The image-generation moment of 2022 was, in cultural terms, almost as significant as the language one. It was the first time most people saw what these models could do, and the first time they encountered the question of what creative labor would mean in their presence. The image axis would later branch into video — Sora in early 2024, Veo and Runway and several Chinese laboratories not far behind — but the conceptual break had already happened by Christmas of 2022. By then, three of the four primary modalities of human communication (text, image, code) were within machine reach.
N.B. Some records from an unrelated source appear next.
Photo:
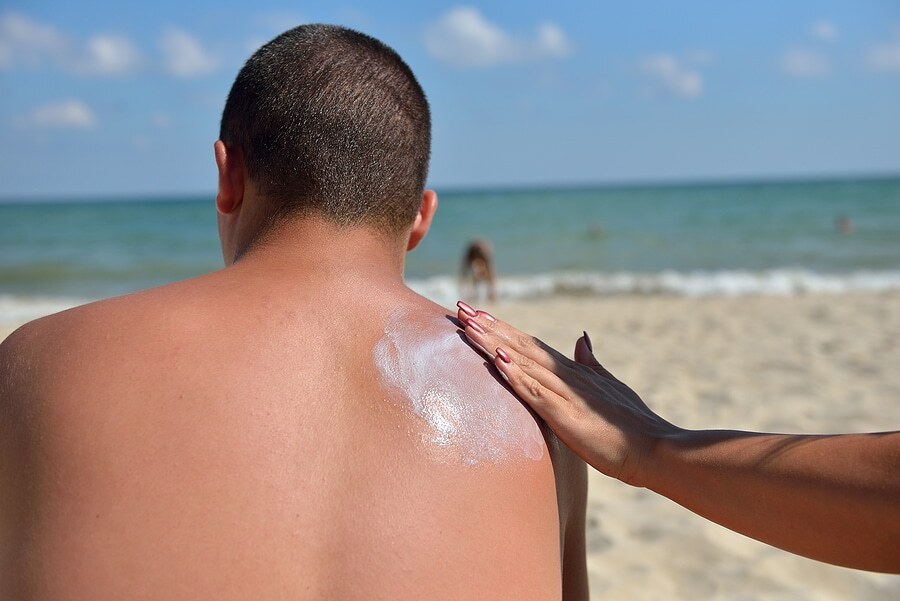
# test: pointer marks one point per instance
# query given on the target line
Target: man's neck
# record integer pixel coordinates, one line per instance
(314, 246)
The fourth (audio) would follow within eighteen months.
The Open-Source Pivot
For the first three months after ChatGPT, the conversation was about closed labs. OpenAI, Anthropic, Google, and a handful of well-capitalized challengers held the frontier. Then, in March 2023, Meta released a model called LLaMA — initially under a research-only license — and within a week the weights had leaked onto BitTorrent8. What followed was unlike anything that had happened in machine learning before. Within ninety days, the open-source community had produced quantized variants that ran on consumer GPUs, fine-tunes that approximated GPT-3.5 on certain tasks, and an entire stack of inference servers, evaluation harnesses, and tooling. By the time Meta released LLaMA 2 — properly open-weight — in July, the gravity of the field had shifted. The frontier remained closed, but the floor had dropped: a model good enough to write production code, summarize a meeting, or run a customer service flow could now be downloaded for free.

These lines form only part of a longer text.